The millions of Americans who will travel later this month, hoping to get home for Christmas, will more likely to their cars and to the skies to get home than to the rails. “Planes, Trains and Automobiles” is a movie, not a meaningful evaluation of our nation’s transportation system for people.
In fact, more and more voices are calling for Amtrak’s closure — or at least its radical reform. The Daily Beast, the news organization that was once Newsweek magazine, is jumping on the bandwagon.
“Amtrak Is a Tax-Sucking Behemoth That Deserves to Die,” a new article says.
“Amtrak’s been running red ink since its founding in 1971, and tales of its financial imprudence are nothing new,” writer Jim Epstein explains. “But the 2008 law that authorizes it to operate is set to expire, so Congress is once again mulling what to do with this rolling money-gusher.”
Left-leaning groups such as the Brookings Institute acknowledge there are problems, but they say the law should be “tweaked” to improve service and efficiency.
“By glossing over facts, the Brookings report obscures the real story. In the past five years, Amtrak has grown increasingly reliant on public subsidies at all levels of government,” Epstein says. “Between 2007 and 2011, it received a record $8.4 billion in federal funding — a 50 percent increase over the prior five-year period. States have now become major contributors to Amtrak’s bottom line, kicking in an additional $842 million over the same timeframe. Amtrak’s ridership gains in the past few years are a nearly undetectable blip when placed in the context of the larger U.S. transportation network.”
People simply don’t think of taking the train — mostly because it’s not very convenient, it’s not much cheaper, and it’s not even environmentally smart.

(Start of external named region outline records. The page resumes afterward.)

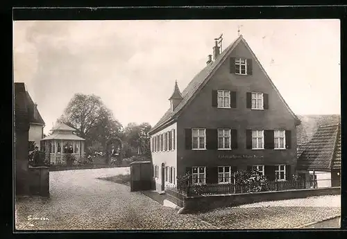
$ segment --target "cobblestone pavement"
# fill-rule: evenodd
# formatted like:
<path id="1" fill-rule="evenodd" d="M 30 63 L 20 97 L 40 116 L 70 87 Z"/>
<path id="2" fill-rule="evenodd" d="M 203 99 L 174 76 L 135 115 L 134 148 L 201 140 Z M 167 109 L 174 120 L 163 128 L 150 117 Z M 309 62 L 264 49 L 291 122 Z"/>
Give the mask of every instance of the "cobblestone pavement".
<path id="1" fill-rule="evenodd" d="M 336 204 L 278 206 L 284 206 L 283 201 L 280 205 L 272 202 L 198 214 L 177 214 L 176 210 L 140 193 L 130 193 L 128 186 L 96 179 L 127 172 L 128 168 L 119 168 L 51 172 L 49 200 L 26 197 L 16 202 L 16 229 L 292 229 L 340 215 L 340 207 L 330 206 Z M 319 198 L 311 199 L 312 205 L 316 206 L 312 202 Z M 296 205 L 300 206 L 298 202 Z"/>
<path id="2" fill-rule="evenodd" d="M 268 206 L 217 209 L 196 217 L 221 229 L 294 229 L 341 215 L 339 207 Z"/>
<path id="3" fill-rule="evenodd" d="M 16 202 L 16 229 L 217 229 L 192 215 L 178 215 L 140 193 L 130 193 L 128 186 L 96 179 L 119 173 L 103 169 L 51 172 L 49 200 Z"/>

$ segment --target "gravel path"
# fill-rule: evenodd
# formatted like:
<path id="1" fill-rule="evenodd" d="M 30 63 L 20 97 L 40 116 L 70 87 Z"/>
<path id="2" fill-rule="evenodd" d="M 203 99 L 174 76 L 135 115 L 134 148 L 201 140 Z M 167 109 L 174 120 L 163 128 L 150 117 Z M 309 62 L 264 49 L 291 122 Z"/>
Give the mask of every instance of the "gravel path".
<path id="1" fill-rule="evenodd" d="M 341 215 L 339 207 L 235 207 L 198 213 L 222 229 L 294 229 Z"/>
<path id="2" fill-rule="evenodd" d="M 176 210 L 163 206 L 140 193 L 130 193 L 128 186 L 96 179 L 126 171 L 108 168 L 51 172 L 49 200 L 27 197 L 16 202 L 16 229 L 217 228 L 192 215 L 178 215 Z M 37 220 L 28 220 L 28 217 Z"/>
<path id="3" fill-rule="evenodd" d="M 262 202 L 239 206 L 240 208 L 263 206 L 330 206 L 341 207 L 341 195 L 310 197 L 288 200 Z"/>

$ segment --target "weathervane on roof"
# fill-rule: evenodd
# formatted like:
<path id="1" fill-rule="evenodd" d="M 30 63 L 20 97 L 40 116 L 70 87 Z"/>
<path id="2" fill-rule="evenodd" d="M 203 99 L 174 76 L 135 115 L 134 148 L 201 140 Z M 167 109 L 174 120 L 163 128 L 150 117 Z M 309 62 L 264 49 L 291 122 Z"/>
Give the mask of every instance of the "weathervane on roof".
<path id="1" fill-rule="evenodd" d="M 223 41 L 223 33 L 221 34 L 221 35 L 219 36 L 219 37 L 214 38 L 214 40 L 216 41 L 216 42 L 218 43 L 218 46 L 220 47 L 221 52 L 222 52 L 223 50 L 222 50 L 222 48 L 221 48 L 221 42 Z"/>
<path id="2" fill-rule="evenodd" d="M 244 25 L 237 25 L 237 35 L 239 37 L 239 28 Z"/>

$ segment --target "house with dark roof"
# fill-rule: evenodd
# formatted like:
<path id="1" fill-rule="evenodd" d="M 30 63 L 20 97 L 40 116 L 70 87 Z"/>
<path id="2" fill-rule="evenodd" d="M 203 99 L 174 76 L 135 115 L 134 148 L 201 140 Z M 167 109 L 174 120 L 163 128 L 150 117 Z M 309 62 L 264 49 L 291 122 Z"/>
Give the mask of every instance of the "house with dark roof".
<path id="1" fill-rule="evenodd" d="M 255 168 L 288 180 L 296 167 L 301 123 L 240 35 L 223 51 L 216 40 L 206 66 L 149 132 L 157 189 L 190 172 L 195 184 L 225 184 Z"/>
<path id="2" fill-rule="evenodd" d="M 310 186 L 340 186 L 341 124 L 319 127 L 312 139 L 298 147 L 297 169 L 310 178 Z"/>
<path id="3" fill-rule="evenodd" d="M 298 146 L 311 140 L 320 126 L 341 123 L 339 114 L 298 115 L 301 123 L 297 127 Z"/>
<path id="4" fill-rule="evenodd" d="M 40 147 L 44 121 L 24 83 L 16 82 L 14 88 L 15 194 L 30 195 L 38 191 L 39 194 L 46 195 L 49 192 L 48 168 L 31 167 L 28 164 L 28 153 L 33 150 L 33 143 L 38 142 L 36 145 Z M 40 186 L 43 191 L 37 189 Z"/>
<path id="5" fill-rule="evenodd" d="M 43 138 L 44 121 L 37 109 L 37 104 L 33 101 L 28 91 L 26 92 L 26 102 L 28 103 L 28 114 L 29 116 L 29 151 L 33 150 L 37 146 L 40 149 L 40 141 Z"/>

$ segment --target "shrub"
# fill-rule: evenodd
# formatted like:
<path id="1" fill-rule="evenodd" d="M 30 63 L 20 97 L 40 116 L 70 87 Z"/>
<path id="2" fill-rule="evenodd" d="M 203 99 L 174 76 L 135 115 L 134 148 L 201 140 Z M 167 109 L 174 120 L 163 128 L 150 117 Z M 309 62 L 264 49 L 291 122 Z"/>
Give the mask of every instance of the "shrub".
<path id="1" fill-rule="evenodd" d="M 257 170 L 239 170 L 234 173 L 235 184 L 243 193 L 262 192 L 269 190 L 267 178 Z"/>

“The average American logs about 15,000 miles per year by car, 1,800 miles by plane, and only 20 miles on an Amtrak train of any sort. Amtrak accounts for about 0.36 percent of total intercity passenger travel in the U.S.,” Epstein says. “For the small number of people too scared to board an airplane and incapable of driving, the rapidly growing intercity bus industry offers a cheaper, unsubsidized and more environmentally friendly alternative.”
It’s not merely cost and convenience that have doomed Amtrak; it’s also culture. The passenger line can’t even make money on overpriced food, with a captive customer base.
“Last week, the inspector general revealed at a congressional hearing that Amtrak lost $609 million on its meal services over the past six years, citing all kinds of eye-popping details about giveaways to staff, spoiled food and service workers earning about four times the standard industry wage,” Epstein notes. “But the food service fiasco is just the tip of the iceberg. Amtrak has a chaotic management culture, routinely misappropriates funding, and is hamstrung by insane union work rules.”
Perhaps Amtrak can be salvaged, but Epstein doubts that.
A better course of action would be to dismantle the behemoth and let private carriers bid for the transportation routes that actually make sense (mostly in the Northeast).